Fires, floods and other disasters killed 5,286 Chinese miners in the first 11 months of this year, but safety in the industry is improving, the government said.
The figures were announced as the death toll in the latest disaster, a coal mine fire in central China, rose to 18.
The industry's death toll so far this year is 8 percent below the figure for the same period last year, due to a nationwide campaign, the State Administration for Work Safe-ty said on Tuesday.
But it said the fatality rate per tonne of coal mined is still 100 times that of the US. China says it accounted for 80 percent of all coal mining deaths worldwide last year.

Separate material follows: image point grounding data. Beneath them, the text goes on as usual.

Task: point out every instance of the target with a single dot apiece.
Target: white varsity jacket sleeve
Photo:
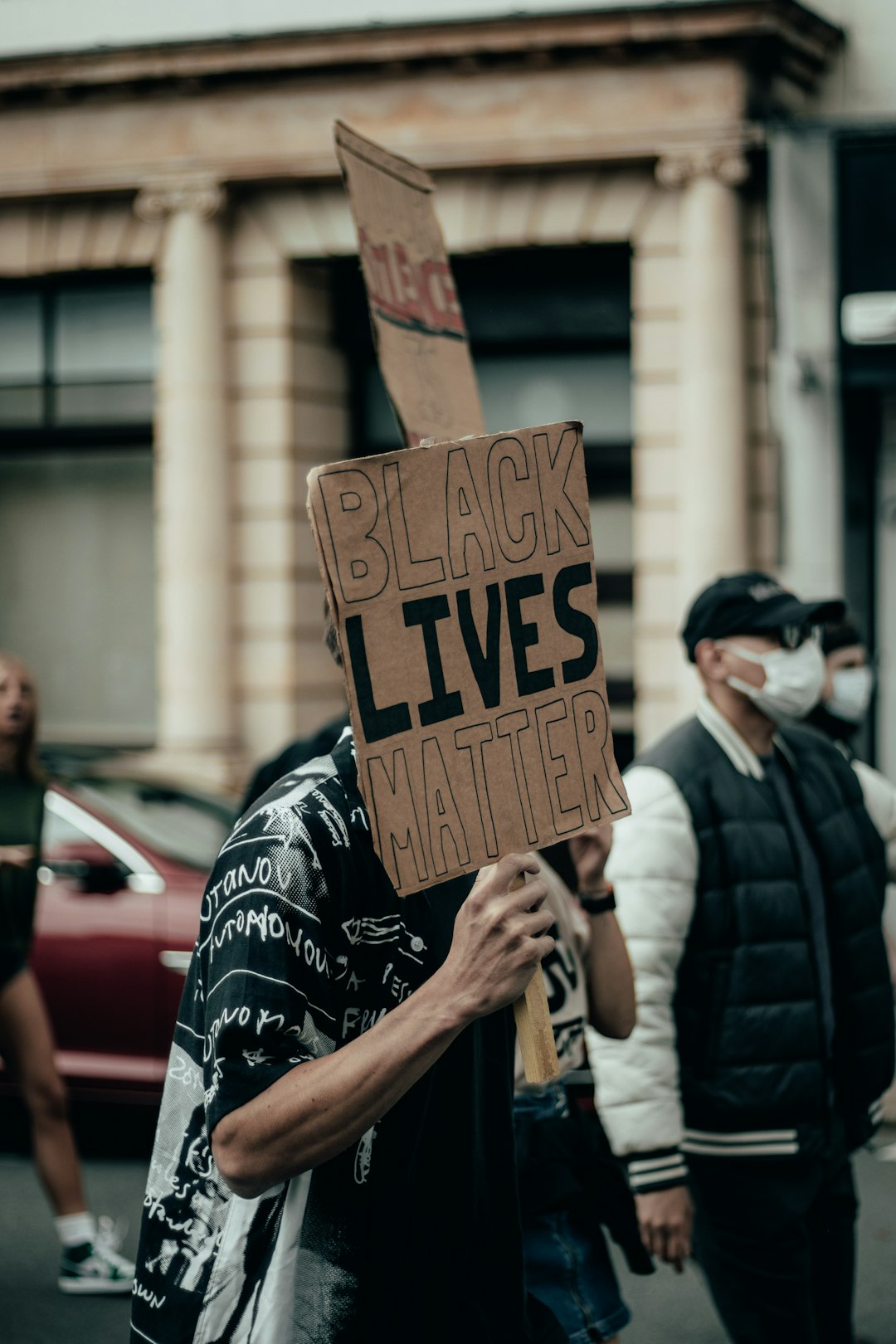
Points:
(880, 802)
(653, 869)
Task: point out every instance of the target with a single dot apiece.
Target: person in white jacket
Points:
(750, 884)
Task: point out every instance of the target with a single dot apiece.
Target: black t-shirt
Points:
(412, 1233)
(21, 823)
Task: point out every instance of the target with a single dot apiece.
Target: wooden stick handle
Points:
(533, 1025)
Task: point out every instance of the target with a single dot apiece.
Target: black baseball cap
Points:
(751, 604)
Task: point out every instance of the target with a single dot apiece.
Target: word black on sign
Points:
(461, 578)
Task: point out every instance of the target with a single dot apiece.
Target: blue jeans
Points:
(567, 1262)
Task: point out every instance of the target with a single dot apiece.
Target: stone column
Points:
(192, 494)
(712, 485)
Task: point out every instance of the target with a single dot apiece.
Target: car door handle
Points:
(178, 962)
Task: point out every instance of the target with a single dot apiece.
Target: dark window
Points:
(77, 366)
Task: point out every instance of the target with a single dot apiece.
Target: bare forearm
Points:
(324, 1107)
(610, 980)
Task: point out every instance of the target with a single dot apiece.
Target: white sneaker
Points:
(97, 1266)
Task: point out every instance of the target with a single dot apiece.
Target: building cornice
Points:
(776, 37)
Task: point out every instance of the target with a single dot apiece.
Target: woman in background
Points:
(89, 1262)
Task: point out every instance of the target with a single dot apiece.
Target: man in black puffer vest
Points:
(750, 888)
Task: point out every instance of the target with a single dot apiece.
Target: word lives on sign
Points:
(461, 578)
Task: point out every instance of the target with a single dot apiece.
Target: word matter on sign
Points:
(461, 578)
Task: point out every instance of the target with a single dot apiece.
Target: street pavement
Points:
(668, 1309)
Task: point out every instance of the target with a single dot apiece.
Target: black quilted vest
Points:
(747, 1010)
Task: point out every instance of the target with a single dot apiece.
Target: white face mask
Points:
(794, 679)
(852, 694)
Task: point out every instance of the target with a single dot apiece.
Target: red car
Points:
(124, 864)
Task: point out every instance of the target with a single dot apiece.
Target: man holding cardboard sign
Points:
(334, 1151)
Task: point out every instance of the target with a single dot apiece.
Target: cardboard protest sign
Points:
(418, 325)
(461, 578)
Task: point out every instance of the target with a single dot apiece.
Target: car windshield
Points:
(186, 827)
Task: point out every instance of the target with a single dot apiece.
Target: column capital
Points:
(724, 163)
(202, 197)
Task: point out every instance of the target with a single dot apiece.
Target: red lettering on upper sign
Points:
(419, 296)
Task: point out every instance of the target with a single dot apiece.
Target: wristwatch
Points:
(598, 902)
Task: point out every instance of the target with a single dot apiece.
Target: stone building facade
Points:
(210, 168)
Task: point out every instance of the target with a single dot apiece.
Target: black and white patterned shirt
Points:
(412, 1233)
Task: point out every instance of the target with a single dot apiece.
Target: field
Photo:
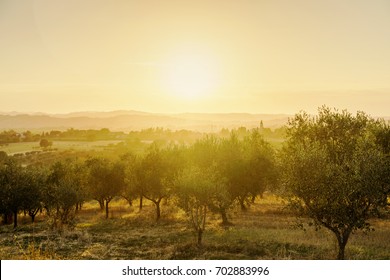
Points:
(266, 231)
(23, 147)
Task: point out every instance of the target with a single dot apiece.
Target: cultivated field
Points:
(25, 147)
(266, 231)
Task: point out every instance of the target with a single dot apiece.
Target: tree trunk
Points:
(342, 240)
(140, 202)
(101, 204)
(225, 220)
(158, 211)
(32, 214)
(107, 201)
(15, 219)
(200, 234)
(253, 198)
(242, 204)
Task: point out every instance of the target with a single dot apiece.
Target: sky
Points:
(174, 56)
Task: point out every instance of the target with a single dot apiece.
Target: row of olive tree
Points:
(336, 170)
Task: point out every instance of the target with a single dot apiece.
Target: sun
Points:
(191, 76)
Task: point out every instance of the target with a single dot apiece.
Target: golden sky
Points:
(275, 56)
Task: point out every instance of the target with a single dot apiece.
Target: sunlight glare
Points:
(191, 76)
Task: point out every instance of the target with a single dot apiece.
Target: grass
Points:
(265, 231)
(23, 147)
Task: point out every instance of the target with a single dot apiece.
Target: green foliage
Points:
(105, 180)
(44, 143)
(64, 189)
(194, 188)
(333, 171)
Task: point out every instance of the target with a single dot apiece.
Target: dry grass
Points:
(265, 231)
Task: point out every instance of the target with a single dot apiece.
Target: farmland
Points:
(266, 231)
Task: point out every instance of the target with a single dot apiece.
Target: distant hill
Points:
(135, 120)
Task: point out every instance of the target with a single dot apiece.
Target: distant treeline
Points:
(150, 134)
(333, 169)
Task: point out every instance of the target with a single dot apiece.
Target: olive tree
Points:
(333, 171)
(105, 180)
(158, 169)
(62, 192)
(194, 189)
(207, 154)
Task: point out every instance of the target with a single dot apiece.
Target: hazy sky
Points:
(275, 56)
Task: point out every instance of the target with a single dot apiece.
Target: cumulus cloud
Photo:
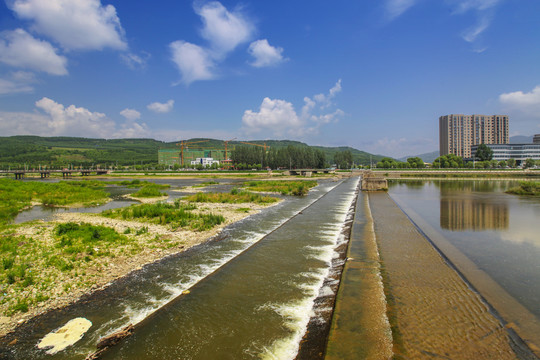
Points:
(17, 82)
(323, 100)
(130, 114)
(134, 61)
(526, 102)
(224, 29)
(484, 9)
(161, 107)
(55, 119)
(394, 8)
(20, 49)
(265, 54)
(193, 61)
(280, 119)
(12, 87)
(276, 116)
(75, 25)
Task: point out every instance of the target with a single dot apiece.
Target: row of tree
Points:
(412, 162)
(298, 157)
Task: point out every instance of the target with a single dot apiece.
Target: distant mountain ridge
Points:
(426, 157)
(61, 150)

Most of China's miners work in coal mines, but fatalities were also reported this year in gold, tin and other mines.
In the latest deaths, the bodies of 13 miners in the Xinli Coal Mine in Hunan province were found on Tuesday some 500m below the surface, Xinhua News Agency said. It said five were found earlier.
The agency quoted a survivor as saying the fire that broke out on Monday in the mine was caused by a faulty air compressor.
Accidents are often blamed on lack of ventilation and fire-control equipment, poor maintenance or indifference to safety rules.
The Chinese government says it has budgeted some 4 billion yuan (US$500 million) since 2000 to improve ventilation in mines and reduce other safety hazards.